М. Л. Гаспаров в статье «Брюсов-переводчик» писал о том, что перевод всегда насилие одного или другого рода: либо над традициями своей литературы в угоду подлиннику (буквализм), либо над подлинником в угоду традициям своей литературы («творческий» перевод) [Гаспаров 1997: 2, 126]; в пушкинском же случае насилие над подлинником есть род мести переводимому автору – Виктору Гюго. Сам Пушкин в начале статьи издевается над «исправительными» переводами французов [Пушкин 1937–1959: 12, 137]; так вот, если у французов переводы исправительные, то пушкинский перевод, по-видимому, можно назвать мстительным… Кстати, Пушкин обошелся так с Гюго не единожды.
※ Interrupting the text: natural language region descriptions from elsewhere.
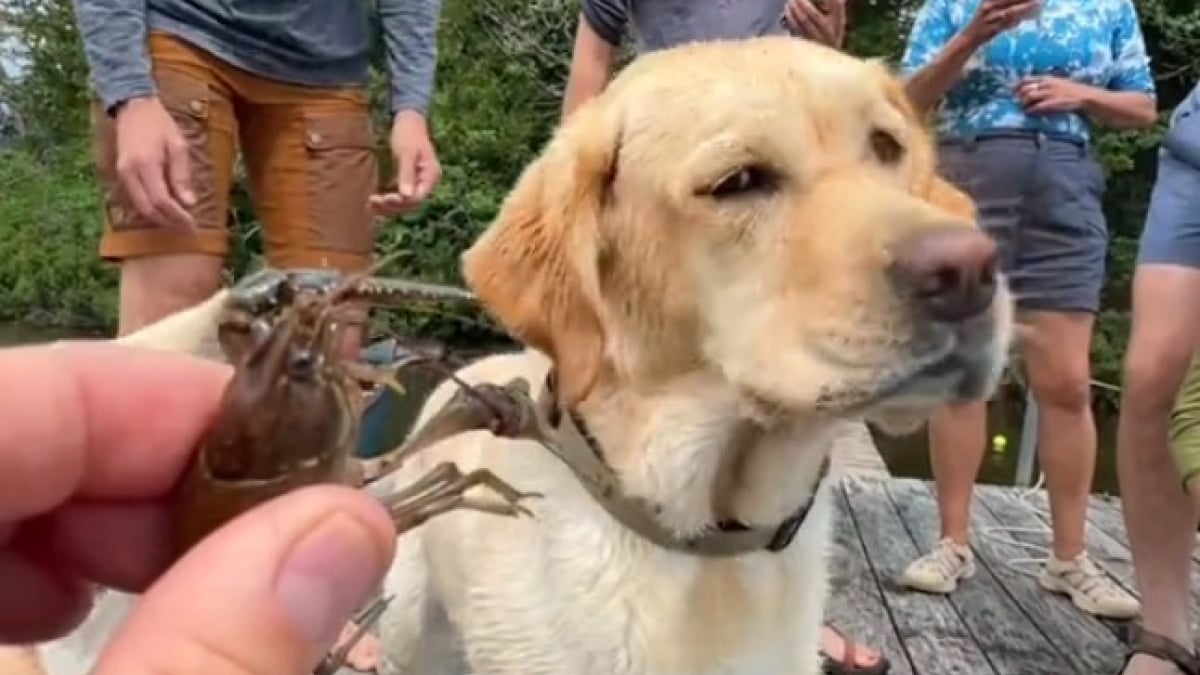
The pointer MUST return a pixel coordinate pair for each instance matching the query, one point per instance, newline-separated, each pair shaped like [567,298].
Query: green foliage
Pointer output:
[49,221]
[501,76]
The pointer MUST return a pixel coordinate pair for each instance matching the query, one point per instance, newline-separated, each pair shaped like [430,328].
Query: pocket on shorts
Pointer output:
[955,163]
[342,174]
[190,103]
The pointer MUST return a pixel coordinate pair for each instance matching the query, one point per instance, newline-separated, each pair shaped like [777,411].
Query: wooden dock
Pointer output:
[999,622]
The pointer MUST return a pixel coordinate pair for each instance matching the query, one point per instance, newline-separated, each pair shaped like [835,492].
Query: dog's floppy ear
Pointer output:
[535,267]
[931,186]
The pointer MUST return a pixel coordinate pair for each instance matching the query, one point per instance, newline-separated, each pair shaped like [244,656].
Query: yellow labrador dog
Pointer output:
[733,249]
[737,245]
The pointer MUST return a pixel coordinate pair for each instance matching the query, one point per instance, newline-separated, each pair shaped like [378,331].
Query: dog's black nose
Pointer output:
[951,272]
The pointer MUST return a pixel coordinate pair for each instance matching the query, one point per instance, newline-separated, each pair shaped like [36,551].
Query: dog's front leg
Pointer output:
[409,639]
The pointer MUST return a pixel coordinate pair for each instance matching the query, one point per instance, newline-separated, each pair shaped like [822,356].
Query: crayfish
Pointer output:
[289,416]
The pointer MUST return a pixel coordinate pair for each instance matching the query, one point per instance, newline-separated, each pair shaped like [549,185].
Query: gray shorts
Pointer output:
[1173,222]
[1039,197]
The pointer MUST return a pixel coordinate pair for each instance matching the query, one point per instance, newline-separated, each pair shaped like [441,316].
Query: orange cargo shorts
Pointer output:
[309,154]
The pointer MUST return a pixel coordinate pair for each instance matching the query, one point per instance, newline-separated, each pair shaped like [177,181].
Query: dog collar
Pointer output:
[580,451]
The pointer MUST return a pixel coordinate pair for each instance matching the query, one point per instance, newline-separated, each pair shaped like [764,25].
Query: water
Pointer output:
[909,455]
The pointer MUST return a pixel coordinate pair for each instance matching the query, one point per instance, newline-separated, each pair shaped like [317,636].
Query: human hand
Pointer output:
[1044,95]
[417,166]
[84,482]
[996,16]
[825,24]
[153,165]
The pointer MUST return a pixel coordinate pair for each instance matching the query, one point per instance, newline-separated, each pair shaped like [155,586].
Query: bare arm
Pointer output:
[411,35]
[114,39]
[929,85]
[1120,109]
[595,39]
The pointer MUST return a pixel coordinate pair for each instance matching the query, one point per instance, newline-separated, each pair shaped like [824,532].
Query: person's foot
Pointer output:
[845,656]
[940,571]
[1089,587]
[364,656]
[1143,664]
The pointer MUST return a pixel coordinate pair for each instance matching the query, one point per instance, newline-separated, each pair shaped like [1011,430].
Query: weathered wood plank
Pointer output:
[1108,544]
[856,605]
[856,454]
[1104,512]
[1013,644]
[1087,641]
[933,633]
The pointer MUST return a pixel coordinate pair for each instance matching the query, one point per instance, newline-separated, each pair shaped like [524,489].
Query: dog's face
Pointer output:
[765,209]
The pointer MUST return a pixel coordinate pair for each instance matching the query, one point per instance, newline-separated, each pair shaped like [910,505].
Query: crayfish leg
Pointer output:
[444,488]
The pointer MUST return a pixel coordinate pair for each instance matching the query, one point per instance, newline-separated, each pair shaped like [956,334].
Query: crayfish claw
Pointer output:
[444,488]
[335,659]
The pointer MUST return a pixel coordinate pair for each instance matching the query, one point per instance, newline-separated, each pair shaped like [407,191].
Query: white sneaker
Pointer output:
[939,571]
[1089,587]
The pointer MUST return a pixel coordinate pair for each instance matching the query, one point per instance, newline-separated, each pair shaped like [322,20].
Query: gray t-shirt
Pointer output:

В известной дневниковой записи от 22 декабря 1834 года он пересказывает своими словами то стихотворение Гюго, которое перевел Деларю и которое вызвало гнев митрополита Серафима: «Если-де я был бы Богом, то я бы отдал свой рай и своих ангелов за поцелуй Милены или Хлои» [Пушкин 1937–1959: 12, 235]. Между тем ни в оригинале Гюго64, ни в переводе Деларю ни Милены, ни Хлои нет и в помине, так что пересказ Пушкина, архаизирующий и оглупляющий оригинал, тоже можно отнести к разряду «мстительных». Отношение к Гюго сказывается и в том нескрываемом удовлетворении, с каким Пушкин цитирует в дневниковой записи обращенный к французу экспромт Крылова: «Мой друг! когда бы ты был Бог, / То глупости такой сказать бы ты не мог» [Пушкин 1937–1959: XII, 235].
Пушкин «поквитался» с Гюго за всё сразу: и за многолетнее, хотя и совершенно невольное, «перебивание лавочки», и за демократические декларации, и, главное, за европейскую славу (по Пушкину, совершенно незаслуженную) – и все свое неприятие выразил в статье «О Мильтоне…» не только напрямую, но и в переводе из первой пьесы Гюго – переводе, в котором стилистическая полемика с переводимым автором ведется «на грани фола».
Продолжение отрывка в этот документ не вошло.